= Kushnarenkovo culture =

Iron Age Southern Ural archaeological culture

The Kushnarenkovo culture is an archaeological culture of the Iron Age in the Southern Ural. First described V. F. Gening on the basis of excavations carried out in 1955–1959 years in the cemetery in Kushnarenkovo (Bashkortostan).

Localization in 6th-8th centuries on the territory of Zakamye, in the basins of White, Kama and Ik rivers. It is assumed that the culture came in the middle of VI. forest-steppe regions of the Trans-Urals and Western Siberia. In the 8th century to the west of the Ural from other groups arose Karayakupovo culture.

Archaeologists have found that the studied tribes at an early stage (in 6th-8th centuries) were buried under mounds, the heads to north. Skull buried - with signs of artificial deformation. Later, the head to the dead already oriented to the west. The burials of the remains of weapons, horse gear, a variety of jewelry and ceramics. A significant amount of pottery found on the settlements. All dishes molded, round-form. Noteworthy is its elegance of ornamentation.

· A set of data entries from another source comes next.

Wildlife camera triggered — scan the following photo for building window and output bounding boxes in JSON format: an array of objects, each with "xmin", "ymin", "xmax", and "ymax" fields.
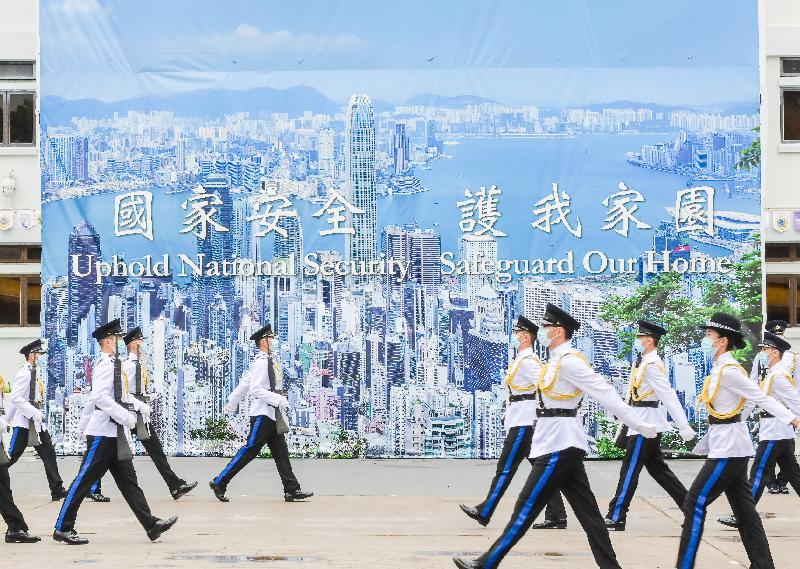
[
  {"xmin": 767, "ymin": 275, "xmax": 800, "ymax": 326},
  {"xmin": 0, "ymin": 245, "xmax": 42, "ymax": 263},
  {"xmin": 764, "ymin": 243, "xmax": 800, "ymax": 263},
  {"xmin": 781, "ymin": 57, "xmax": 800, "ymax": 77},
  {"xmin": 781, "ymin": 89, "xmax": 800, "ymax": 142},
  {"xmin": 0, "ymin": 91, "xmax": 36, "ymax": 146},
  {"xmin": 0, "ymin": 275, "xmax": 42, "ymax": 326},
  {"xmin": 0, "ymin": 61, "xmax": 36, "ymax": 81}
]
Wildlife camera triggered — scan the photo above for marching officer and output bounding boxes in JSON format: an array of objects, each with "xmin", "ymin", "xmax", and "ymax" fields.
[
  {"xmin": 453, "ymin": 304, "xmax": 658, "ymax": 569},
  {"xmin": 0, "ymin": 390, "xmax": 41, "ymax": 543},
  {"xmin": 676, "ymin": 312, "xmax": 800, "ymax": 569},
  {"xmin": 606, "ymin": 320, "xmax": 697, "ymax": 531},
  {"xmin": 460, "ymin": 316, "xmax": 566, "ymax": 526},
  {"xmin": 719, "ymin": 332, "xmax": 800, "ymax": 527},
  {"xmin": 750, "ymin": 320, "xmax": 800, "ymax": 494},
  {"xmin": 8, "ymin": 340, "xmax": 67, "ymax": 502},
  {"xmin": 208, "ymin": 324, "xmax": 314, "ymax": 502},
  {"xmin": 89, "ymin": 326, "xmax": 197, "ymax": 502},
  {"xmin": 53, "ymin": 319, "xmax": 178, "ymax": 545}
]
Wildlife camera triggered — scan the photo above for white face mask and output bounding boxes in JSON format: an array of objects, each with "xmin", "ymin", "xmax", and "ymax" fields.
[{"xmin": 536, "ymin": 327, "xmax": 553, "ymax": 348}]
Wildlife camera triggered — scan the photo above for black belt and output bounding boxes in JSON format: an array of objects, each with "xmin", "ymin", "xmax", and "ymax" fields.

The population of Kushnarenkovo culture most researchers associated with the nomadic Ugrian tribes. A. Kh. Khalikov, E. A. Khalikova, V. A. Ivanov considered them ancient Magyars (the ancestors of Hungarians). N. A. Mazhitov thinks that the population of Kushnarenkovo culture were the ancestors of the ancient Bashkirs. V. Csáky and D. Gerber have found significant genetic relationships between conqueror Hungarians and samples taken from a late Kushnarenkovo cemetery used from the end of eighth century to the eleventh century.